El ejército de Estados Unidos utilizó un sistema láser para derribar un dron perteneciente a la Oficina de Aduanas y Protección Fronteriza (CBP), lo que provocó el cierre parcial del espacio aéreo en la zona cercana a El Paso, Texas.

De acuerdo con información difundida por legisladores federales, esta es la segunda ocasión en menos de dos semanas en que se emplea un láser antidrones en el área. En esta ocasión, la Administración Federal de Aviación (FAA) amplió las restricciones aéreas alrededor de Fort Hancock, aunque los vuelos comerciales no se vieron afectados.

¿Qué ocurrió?

El ejército está obligado a notificar formalmente a la FAA cada vez que realiza acciones contra drones dentro del espacio aéreo estadounidense. Sin embargo, el incidente anterior generó controversia luego de que se desplegara un láser cerca de Fort Bliss sin la coordinación adecuada, lo que derivó en el cierre temporal del aeropuerto de El Paso y cancelaciones de vuelos.

En ese caso, el disparo no alcanzó ningún objetivo.

Reacción en el Congreso

Legisladores federales expresaron molestia tras recibir la notificación oficial del uso del láser. Criticaron la falta de coordinación entre el Pentágono, la FAA y el Departamento de Seguridad Nacional, señalando que este tipo de acciones evidencian fallas en la comunicación interinstitucional.

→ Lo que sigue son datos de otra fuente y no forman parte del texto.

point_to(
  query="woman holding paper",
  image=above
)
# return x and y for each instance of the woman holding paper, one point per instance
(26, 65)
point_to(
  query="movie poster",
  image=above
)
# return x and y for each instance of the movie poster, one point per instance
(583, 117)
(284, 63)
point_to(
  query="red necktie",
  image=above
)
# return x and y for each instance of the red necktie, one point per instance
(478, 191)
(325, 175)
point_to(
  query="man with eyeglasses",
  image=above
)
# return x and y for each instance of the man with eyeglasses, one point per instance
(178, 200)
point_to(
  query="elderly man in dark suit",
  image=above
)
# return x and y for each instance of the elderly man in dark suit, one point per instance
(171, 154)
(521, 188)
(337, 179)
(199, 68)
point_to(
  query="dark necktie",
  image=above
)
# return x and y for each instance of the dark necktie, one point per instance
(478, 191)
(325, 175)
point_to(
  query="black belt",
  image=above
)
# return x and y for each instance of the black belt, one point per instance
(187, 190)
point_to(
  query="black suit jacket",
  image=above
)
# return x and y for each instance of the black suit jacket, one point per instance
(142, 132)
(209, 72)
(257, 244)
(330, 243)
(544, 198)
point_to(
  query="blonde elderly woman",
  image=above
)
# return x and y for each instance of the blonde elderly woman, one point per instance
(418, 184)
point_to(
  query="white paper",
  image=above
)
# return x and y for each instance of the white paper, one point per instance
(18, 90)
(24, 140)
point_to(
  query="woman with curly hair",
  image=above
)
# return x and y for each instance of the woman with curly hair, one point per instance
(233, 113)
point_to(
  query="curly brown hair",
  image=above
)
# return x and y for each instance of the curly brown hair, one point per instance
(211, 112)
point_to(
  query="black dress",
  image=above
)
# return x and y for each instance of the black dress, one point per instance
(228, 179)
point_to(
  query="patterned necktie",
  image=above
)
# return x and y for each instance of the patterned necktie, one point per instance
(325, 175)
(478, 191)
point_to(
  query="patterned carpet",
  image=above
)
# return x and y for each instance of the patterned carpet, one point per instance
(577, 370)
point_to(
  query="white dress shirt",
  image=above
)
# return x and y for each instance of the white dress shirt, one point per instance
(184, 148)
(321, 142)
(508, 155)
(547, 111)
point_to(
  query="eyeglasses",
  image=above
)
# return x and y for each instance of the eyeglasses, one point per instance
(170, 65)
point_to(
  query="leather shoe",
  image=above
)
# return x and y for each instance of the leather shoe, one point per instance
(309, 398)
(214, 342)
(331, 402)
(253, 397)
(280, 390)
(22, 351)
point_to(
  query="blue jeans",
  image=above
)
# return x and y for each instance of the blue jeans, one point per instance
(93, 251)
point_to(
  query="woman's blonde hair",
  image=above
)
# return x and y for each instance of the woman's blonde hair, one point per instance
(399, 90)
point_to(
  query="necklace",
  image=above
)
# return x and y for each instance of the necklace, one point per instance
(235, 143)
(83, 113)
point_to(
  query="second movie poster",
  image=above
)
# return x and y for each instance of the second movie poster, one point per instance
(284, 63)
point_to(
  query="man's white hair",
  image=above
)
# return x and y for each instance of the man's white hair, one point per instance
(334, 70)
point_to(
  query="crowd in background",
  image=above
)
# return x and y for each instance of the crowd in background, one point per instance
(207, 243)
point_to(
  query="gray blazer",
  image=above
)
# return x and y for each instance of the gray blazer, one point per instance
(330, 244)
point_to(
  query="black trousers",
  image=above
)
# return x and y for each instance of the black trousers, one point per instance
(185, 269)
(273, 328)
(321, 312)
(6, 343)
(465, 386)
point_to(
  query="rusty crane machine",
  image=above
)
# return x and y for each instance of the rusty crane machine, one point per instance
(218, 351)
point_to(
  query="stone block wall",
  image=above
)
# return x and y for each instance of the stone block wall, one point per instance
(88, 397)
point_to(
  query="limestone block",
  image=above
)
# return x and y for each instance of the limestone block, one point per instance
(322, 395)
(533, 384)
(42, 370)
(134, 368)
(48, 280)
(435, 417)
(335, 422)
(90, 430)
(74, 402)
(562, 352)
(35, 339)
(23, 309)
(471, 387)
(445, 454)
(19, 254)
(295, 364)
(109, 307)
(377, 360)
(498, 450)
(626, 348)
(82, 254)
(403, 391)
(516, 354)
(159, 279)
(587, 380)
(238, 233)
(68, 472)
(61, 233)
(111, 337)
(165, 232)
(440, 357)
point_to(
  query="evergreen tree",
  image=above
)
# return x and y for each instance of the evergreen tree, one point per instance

Por su parte, el secretario de Transporte indicó que se informará al Congreso sobre lo sucedido, mientras que la FAA defendió la decisión de restringir el espacio aéreo como una medida preventiva para garantizar la seguridad.

Drones: una amenaza creciente

El uso de drones en la frontera sur se ha convertido en un desafío constante. Autoridades federales han detectado decenas de miles de drones operando cerca de la línea divisoria en los últimos meses, muchos de ellos vinculados a actividades de contrabando o vigilancia criminal.

Actualmente, más de 1.7 millones de drones están registrados en Estados Unidos, cifra que continúa en aumento. El Congreso recientemente amplió la facultad de algunas agencias para derribar drones no autorizados, siempre que cuenten con la capacitación adecuada.

La situación vuelve a poner sobre la mesa el debate sobre la seguridad aérea, la coordinación entre agencias federales y el uso de tecnología militar dentro del territorio estadounidense, particularmente en zonas cercanas a la frontera con México.